// 27.10.2021 - 09.01.2022 / Sala CUB2

SARAJEVO, GUERRA Y PAZ

Gervasio Sánchez


La guerra de Bosnia-Herzegovina es parte incuestionable de mi vida profesional y personal. Es raro el día que mi memoria no se detenga en aquel conflicto. Sigo soñando con los bombardeos continuos y viendo el miedo en los rostros de sus habitantes a pesar de que en abril de 2017 se cumplirán un cuarto de siglo de su inicio.

Allí aprendí que la guerra no se puede contar. Por mucho que apures el bolígrafo, agudices el ingenio o encuadres la realidad nunca conseguirás que el lector conciba la verdad de un conflicto armado. El horror es inimaginable para quien no lo ha vivido.

Más de 100.000 bosnios fueron asesinados o desaparecidos, de los que miles eran menores de edad. Sólo en Sarajevo murieron 1.601 niños. Hay más de 25.000 menores huérfanos de padre o madre en todo el país.

Los más optimistas afirman que la capital bosnia no ha perdido su espíritu cosmopolita mientras los pesimistas creen que se ha disuelto en el desamparo de la posguerra.

Pero casi todos claman contra los europeos: “Nos traicionaron durante la guerra y nos han abandonado después de los acuerdos de paz”.

Aunque no soy culpable es difícil de explicar mi convulsión interna. Sé quiénes fueron los principales culpables: los que ordenaron matar y hacer desaparecer a centenares de miles de seres humanos. Pero en esta clasificación también incluyo a los responsables políticos europeos de la época.
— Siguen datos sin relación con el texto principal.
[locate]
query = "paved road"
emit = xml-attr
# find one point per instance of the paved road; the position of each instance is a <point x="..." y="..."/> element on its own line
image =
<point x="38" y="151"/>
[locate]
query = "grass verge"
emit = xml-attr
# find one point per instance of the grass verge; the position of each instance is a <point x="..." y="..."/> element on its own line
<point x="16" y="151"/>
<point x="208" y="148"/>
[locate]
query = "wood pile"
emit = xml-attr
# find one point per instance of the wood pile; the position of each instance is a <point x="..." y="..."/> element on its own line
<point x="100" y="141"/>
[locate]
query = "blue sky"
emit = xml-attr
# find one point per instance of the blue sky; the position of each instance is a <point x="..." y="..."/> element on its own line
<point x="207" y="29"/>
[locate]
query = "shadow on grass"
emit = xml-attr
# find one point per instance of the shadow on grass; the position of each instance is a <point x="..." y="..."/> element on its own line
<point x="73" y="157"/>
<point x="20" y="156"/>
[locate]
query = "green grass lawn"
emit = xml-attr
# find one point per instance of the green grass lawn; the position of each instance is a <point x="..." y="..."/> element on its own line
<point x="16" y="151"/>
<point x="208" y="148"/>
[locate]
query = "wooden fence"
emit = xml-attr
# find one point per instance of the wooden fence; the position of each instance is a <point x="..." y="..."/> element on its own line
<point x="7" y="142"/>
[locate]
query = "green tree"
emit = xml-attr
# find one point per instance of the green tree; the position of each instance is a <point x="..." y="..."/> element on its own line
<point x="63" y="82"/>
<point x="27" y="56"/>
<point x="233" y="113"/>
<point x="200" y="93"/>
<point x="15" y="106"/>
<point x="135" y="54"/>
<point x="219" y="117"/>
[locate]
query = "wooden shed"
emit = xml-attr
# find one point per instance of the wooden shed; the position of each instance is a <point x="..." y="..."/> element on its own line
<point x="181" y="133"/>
Sé que uno de los vicios principales de nuestro tiempo es obviar el pasado, rehabilitar las biografías de los prohombres y convertir el mundo en un estercolero declarativo. Sé que hemos claudicado ante la verdad y que las víctimas son condenadas al ostracismo. Sé que todavía hay centenares de tumbas sin abrir. Sé qué ocurre cada 11 de julio en el cementerio de Potocari cuando miles de mujeres, hombres y niños se reúnen para enterrar a los últimos identificados de Srebrenica. Sé que los huesos de miles de bosnios sin identificar lloran en bolsas de plástico que se agolpan en frigoríficos gigantescos en Tutzla. Sé porque lo he visto con mis propios ojos demasiadas veces. Sé porque quiero saber. Porque la memoria y la conciencia son lo único que me quedan ante la ignominia y la mentira. Ambas heridas pero vivas.